Gift Trusts

A Gift Trust allows you to make gifts to your children or other beneficiaries, protect those gifts from the beneficiaries or their creditors, and still utilize your annual Gift Tax exclusion.
Gifting is a great estate planning strategy. A gift provides a specific monetary benefit to the recipient, and every dollar gifted is removed from the donor’s taxable estate. However, for some recipients, an outright gift may do more harm than good.
The problem with making an outright gift is that the recipient can do whatever they want with it. For some people (gamblers, those with substance abuse issues, etc.) an outright gift can enable destructive behavior. For others (minors, inexperienced twenty-somethings, poor money-managers) an outright gift is just a bad idea. Still further, even responsible recipients could be involved in a car accident, or face an involuntary lawsuit that would put the gift in jeopardy.

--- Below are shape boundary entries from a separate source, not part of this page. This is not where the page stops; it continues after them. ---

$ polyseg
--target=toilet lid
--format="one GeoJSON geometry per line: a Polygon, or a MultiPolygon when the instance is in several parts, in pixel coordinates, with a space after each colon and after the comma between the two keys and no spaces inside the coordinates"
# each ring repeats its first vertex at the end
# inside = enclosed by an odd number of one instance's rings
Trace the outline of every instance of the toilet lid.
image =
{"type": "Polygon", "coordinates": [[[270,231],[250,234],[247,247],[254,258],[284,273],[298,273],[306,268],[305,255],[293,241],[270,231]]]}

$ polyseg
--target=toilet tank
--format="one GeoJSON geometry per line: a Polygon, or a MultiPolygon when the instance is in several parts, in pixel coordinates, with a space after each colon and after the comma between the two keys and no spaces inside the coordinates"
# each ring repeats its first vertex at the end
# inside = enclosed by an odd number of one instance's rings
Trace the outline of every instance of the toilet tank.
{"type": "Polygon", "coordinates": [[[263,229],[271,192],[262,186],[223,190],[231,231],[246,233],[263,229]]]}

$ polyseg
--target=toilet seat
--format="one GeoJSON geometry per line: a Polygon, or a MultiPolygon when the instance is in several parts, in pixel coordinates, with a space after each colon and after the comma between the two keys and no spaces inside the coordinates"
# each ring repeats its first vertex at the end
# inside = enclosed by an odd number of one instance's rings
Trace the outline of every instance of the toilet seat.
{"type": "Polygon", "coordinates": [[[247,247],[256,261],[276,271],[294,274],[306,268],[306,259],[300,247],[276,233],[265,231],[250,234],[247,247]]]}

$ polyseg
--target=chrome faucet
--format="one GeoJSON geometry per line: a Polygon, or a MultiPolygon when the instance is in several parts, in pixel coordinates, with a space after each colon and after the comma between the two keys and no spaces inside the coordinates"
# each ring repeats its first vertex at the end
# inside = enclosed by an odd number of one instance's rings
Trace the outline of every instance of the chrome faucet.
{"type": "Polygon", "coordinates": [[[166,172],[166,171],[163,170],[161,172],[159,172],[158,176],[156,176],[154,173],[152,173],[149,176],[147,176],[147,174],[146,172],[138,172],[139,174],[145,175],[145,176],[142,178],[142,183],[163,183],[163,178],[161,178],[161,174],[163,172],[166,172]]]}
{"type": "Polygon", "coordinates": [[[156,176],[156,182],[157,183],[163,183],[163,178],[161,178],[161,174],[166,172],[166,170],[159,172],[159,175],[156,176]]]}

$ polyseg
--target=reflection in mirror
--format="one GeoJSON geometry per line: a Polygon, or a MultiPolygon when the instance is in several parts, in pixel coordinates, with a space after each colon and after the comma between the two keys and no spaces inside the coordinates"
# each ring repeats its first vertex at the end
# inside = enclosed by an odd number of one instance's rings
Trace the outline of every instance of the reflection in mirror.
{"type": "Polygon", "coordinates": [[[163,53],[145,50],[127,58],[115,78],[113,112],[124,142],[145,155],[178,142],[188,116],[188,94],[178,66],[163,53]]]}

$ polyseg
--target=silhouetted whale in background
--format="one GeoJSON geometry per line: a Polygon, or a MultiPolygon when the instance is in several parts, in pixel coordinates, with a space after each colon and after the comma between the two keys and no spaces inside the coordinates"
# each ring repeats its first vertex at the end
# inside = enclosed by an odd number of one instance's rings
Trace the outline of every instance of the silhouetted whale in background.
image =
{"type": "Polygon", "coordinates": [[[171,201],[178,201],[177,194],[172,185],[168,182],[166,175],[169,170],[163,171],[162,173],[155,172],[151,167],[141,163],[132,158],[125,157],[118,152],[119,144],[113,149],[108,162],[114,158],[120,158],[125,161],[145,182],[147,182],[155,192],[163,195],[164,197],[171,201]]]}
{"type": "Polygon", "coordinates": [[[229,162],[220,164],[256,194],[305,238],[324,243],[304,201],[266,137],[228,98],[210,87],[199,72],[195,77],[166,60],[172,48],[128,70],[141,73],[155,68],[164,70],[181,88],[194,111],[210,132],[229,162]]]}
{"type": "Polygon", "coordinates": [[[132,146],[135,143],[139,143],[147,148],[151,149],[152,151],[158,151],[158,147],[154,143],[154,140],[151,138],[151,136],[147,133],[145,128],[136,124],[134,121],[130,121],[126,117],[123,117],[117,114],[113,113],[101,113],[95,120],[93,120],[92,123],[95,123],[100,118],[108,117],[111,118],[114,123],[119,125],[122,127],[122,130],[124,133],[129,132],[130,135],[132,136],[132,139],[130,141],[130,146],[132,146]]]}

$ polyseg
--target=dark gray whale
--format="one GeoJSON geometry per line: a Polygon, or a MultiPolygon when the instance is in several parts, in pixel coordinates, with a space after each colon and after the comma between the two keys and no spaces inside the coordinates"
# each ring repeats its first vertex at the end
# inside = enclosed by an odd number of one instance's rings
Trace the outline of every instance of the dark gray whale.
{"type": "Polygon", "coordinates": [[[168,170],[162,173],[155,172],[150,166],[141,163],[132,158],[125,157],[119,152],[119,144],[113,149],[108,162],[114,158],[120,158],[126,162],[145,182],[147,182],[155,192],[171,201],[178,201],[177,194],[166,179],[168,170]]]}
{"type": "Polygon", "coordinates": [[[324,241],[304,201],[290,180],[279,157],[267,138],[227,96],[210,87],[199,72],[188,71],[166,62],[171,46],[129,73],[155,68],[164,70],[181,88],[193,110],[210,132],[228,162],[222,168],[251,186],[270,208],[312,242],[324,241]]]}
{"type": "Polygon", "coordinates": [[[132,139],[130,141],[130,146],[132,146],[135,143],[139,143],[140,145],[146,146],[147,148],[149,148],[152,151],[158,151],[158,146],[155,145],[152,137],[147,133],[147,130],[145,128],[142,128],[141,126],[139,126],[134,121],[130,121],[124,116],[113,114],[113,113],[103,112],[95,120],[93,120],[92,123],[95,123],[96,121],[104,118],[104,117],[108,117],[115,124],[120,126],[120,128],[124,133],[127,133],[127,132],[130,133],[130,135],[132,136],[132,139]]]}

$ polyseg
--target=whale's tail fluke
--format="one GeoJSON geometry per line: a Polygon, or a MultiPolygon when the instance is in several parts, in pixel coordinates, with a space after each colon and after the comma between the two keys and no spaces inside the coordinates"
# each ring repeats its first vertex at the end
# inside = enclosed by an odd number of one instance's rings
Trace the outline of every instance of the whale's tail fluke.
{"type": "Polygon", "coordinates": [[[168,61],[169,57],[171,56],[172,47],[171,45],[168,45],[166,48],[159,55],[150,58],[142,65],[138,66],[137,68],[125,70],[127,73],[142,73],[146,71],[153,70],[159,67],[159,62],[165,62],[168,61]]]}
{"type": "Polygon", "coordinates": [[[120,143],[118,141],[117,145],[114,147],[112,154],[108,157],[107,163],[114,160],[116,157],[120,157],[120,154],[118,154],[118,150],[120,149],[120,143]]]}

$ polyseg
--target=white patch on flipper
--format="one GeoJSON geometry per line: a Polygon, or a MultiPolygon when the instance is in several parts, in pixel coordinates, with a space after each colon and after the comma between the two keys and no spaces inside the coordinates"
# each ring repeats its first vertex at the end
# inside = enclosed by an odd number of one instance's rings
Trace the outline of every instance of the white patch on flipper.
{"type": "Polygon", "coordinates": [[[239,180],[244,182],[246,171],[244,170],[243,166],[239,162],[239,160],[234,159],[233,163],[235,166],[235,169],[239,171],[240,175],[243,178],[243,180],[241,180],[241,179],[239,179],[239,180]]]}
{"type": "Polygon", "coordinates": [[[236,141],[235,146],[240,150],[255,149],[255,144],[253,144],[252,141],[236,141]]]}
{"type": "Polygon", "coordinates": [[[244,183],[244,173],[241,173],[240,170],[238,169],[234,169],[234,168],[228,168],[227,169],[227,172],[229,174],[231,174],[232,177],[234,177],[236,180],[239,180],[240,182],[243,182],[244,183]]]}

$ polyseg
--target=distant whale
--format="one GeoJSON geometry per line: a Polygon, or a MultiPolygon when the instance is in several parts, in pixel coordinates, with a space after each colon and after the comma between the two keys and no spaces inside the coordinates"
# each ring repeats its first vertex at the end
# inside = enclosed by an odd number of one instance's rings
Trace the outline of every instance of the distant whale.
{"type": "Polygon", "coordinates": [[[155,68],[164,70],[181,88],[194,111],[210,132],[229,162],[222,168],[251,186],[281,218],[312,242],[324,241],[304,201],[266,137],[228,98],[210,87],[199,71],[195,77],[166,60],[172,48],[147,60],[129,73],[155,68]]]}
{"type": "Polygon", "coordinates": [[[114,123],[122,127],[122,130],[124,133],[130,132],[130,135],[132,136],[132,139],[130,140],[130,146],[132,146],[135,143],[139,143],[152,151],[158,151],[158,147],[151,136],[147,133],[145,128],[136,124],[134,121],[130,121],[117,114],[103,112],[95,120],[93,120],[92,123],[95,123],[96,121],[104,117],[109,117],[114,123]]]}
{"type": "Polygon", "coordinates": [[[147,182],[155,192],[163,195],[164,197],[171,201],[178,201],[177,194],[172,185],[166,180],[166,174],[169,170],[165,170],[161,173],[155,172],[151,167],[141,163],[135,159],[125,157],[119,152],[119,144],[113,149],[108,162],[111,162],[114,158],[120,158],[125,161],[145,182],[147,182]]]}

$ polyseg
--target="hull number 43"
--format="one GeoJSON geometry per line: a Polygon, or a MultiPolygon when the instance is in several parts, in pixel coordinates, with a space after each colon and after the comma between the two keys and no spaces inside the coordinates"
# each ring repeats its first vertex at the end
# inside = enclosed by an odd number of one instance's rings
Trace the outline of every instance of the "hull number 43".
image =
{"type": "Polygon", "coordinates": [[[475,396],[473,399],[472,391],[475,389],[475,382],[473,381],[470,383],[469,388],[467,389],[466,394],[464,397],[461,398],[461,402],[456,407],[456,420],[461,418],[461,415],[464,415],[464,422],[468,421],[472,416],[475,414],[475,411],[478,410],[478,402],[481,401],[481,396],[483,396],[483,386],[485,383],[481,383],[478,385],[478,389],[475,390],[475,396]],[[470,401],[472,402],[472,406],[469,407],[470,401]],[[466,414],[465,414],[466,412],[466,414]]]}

Fortunately, gifts made to a trust can provide the monetary benefit, for the right reasons, and be protected from the beneficiaries and their creditors. But gifting to a trust can have tax consequences. Each person can gift $14,000 per person per year (and married couples can gift double). This is called the Gift Tax Annual Exclusion. In order to be eligible for this exclusion, the gift must be of a present interest. This means that the recipient must have the immediate ability to use the gift. Most trusts do not give that ability to the beneficiaries.
Luckily, there is a technique that allows us to utilize the annual exclusion within the trust context. The technique involves sending letters to beneficiaries every time that a gift is made to the Gift Trust. The letters grant the beneficiaries a temporary right to withdraw those gifts, which renders the gifts into present interests eligible for the annual exclusion. The withdrawal powers are called Crummey powers, and the letters are Crummey letters, because the first person to do this was named Crummey, and he was the plaintiff in a Tax Court case on the issue.
Of course the donor would be sure to explain to the beneficiaries that they should not exercise their withdrawal power. So it is said that, “The first exercise of a Crummey power is the last exercise of a Crummey power.”